Кашинг переплыл реку, используя примитивный плот для перевозки лука и колчана. Плывя, он держался за плот. Он вошел в воду прямо у университета и позволил быстрому течению нести себя вниз, рассчитав, что коснется противоположного берега как раз в том месте, где стена утесов разрезается ручьем-притоком. Долина ручья давала ему возможность легко добраться до южных границ города. Он не бывал в этой части города раньше и гадал, что он там увидит, хотя в глубине души был уверен, что ничего особо интересного не найдет - лабиринт старых зданий, разрушенных или полуразрушенных, остатки древних улиц, где до сих пор еще сохранившееся твердое покрытие препятствовало растительности.

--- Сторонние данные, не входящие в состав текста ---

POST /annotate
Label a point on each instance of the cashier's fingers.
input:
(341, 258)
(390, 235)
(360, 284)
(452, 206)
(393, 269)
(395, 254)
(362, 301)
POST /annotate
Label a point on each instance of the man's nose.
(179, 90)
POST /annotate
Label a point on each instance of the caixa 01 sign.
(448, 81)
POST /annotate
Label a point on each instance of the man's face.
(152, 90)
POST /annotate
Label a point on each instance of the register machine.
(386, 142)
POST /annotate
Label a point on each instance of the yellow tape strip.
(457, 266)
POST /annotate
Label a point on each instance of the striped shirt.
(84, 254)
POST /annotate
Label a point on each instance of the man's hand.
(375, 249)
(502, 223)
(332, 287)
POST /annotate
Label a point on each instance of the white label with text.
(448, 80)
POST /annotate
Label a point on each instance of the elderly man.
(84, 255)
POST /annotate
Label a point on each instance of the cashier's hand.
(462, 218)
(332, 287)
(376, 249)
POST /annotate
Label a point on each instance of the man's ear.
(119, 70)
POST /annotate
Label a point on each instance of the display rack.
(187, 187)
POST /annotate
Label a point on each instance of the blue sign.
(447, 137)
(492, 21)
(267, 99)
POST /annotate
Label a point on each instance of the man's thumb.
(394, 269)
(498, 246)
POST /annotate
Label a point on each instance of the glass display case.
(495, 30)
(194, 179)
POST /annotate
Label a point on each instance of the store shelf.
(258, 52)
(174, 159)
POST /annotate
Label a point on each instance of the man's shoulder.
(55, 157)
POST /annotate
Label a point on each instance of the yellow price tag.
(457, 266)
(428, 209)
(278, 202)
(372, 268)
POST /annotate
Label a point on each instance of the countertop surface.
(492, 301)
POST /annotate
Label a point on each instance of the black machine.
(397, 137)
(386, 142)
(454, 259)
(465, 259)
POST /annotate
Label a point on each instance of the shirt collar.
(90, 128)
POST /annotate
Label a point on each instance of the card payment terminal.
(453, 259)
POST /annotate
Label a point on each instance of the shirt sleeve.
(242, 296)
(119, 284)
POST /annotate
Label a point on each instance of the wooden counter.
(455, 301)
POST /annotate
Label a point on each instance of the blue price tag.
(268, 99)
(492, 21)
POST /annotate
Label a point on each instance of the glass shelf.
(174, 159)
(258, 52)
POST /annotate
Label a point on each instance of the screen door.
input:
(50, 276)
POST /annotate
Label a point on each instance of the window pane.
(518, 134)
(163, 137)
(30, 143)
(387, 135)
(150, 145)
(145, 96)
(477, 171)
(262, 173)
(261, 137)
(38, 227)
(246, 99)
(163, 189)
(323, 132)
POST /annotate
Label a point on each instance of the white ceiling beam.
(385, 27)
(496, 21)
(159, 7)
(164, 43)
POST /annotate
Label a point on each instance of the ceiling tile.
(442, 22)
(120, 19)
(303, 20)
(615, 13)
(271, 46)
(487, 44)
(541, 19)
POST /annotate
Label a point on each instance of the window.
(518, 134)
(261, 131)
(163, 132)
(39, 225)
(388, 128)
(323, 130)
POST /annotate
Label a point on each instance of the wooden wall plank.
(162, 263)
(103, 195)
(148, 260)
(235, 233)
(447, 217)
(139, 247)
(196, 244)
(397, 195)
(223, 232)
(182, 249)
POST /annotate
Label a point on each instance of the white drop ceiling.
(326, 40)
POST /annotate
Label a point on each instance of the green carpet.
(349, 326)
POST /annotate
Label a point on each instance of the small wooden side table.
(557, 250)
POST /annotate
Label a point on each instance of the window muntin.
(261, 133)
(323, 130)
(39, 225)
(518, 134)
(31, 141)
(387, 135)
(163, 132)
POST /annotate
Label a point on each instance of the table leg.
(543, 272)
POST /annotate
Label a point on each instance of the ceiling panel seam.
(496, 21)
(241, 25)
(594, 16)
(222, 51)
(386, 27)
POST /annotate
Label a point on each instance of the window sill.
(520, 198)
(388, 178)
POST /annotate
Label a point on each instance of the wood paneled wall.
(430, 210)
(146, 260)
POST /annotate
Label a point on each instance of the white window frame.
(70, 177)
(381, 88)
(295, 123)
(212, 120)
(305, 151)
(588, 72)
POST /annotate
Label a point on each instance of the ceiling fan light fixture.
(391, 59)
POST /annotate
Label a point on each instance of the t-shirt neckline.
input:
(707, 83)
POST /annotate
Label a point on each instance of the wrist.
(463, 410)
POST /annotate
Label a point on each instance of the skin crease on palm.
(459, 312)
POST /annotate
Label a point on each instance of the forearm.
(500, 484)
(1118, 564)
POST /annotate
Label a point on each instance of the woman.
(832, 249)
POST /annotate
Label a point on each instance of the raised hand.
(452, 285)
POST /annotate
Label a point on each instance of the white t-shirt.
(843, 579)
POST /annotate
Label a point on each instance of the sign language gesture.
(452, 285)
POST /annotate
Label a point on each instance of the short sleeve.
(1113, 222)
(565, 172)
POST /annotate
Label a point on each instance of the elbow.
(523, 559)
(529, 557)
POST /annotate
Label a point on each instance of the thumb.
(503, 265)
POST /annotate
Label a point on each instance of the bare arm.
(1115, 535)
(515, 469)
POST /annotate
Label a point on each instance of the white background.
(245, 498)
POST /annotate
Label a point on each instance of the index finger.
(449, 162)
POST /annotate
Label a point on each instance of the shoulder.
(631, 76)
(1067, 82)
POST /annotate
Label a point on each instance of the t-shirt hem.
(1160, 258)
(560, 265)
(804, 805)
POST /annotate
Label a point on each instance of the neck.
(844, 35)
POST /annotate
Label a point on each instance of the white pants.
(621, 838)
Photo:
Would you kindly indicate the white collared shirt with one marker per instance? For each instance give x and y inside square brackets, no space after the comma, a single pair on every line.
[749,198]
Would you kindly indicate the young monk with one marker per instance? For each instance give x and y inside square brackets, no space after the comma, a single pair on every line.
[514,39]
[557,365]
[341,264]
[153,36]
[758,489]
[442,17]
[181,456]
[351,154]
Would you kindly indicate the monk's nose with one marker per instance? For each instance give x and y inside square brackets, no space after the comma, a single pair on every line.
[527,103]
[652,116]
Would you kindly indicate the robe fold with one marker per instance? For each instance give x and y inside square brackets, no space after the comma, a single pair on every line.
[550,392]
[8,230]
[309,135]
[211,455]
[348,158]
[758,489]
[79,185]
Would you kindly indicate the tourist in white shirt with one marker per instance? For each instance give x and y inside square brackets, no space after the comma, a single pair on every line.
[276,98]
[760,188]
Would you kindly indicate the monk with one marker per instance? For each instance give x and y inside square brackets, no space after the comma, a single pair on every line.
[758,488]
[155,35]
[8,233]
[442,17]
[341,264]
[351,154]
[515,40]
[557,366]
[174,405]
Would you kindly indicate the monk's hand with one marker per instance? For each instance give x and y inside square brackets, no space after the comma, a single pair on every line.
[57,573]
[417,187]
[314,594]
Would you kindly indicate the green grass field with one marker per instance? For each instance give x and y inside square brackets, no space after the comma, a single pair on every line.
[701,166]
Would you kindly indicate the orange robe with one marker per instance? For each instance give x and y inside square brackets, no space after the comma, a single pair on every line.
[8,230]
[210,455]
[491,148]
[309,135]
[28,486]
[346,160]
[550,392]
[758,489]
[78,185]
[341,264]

Позже взойдет луна, но пока землю покрывала тьма. Река шумела, звезды отражались в ее течении множеством блестящих полосок, но здесь, под деревьями, которые росли у устья ручья, в том месте, где Том вышел на берег, отраженного звездного света не было видно.

Он взял с плота колчан и лук, надел на спину небольшой мешок и осторожно толкнул плот в воду. Присев на корточки, он смотрел, как плот поглотила тьма. Течение унесет плот на середину главного потока и никто не узнает, что кто-то под покровом ночи пересек реку.

Когда плот исчез, Кашинг продолжал сидеть, внимательно прислушиваясь. Где-то к северу через равные промежутки лаяла собака - без всякого возбуждения, как бы выполняя свой долг. На том берегу ручья в кустах что-то осторожно, но целенаправленно двигалось. Кашинг знал, что это не человек, а животное. Вероятнее всего, енот спустился с утесов, чтобы половить рыбу. Над головой жужжали комары, но Том на них не обращал внимания. За много дней на картофельном поле он привык к комарам. Они, со своим высоким злым гудением, всего только помеха.

Довольный, что ему удалось перебраться незаметно, он встал и, пройдя по полосе гальки, вошел в ручей. Вода была не выше колен. Он пошел вверх по течению, шагая осторожно, чтобы не попасть в омут.

Глаза его теперь привыкли к темноте, и он различал более темные стволы деревьев и слабый блеск быстро бегущей воды. Том не торопился. Он старался двигаться бесшумно. Время от времени ему приходилось нагибаться или отводить в сторону низко нависавшие ветви.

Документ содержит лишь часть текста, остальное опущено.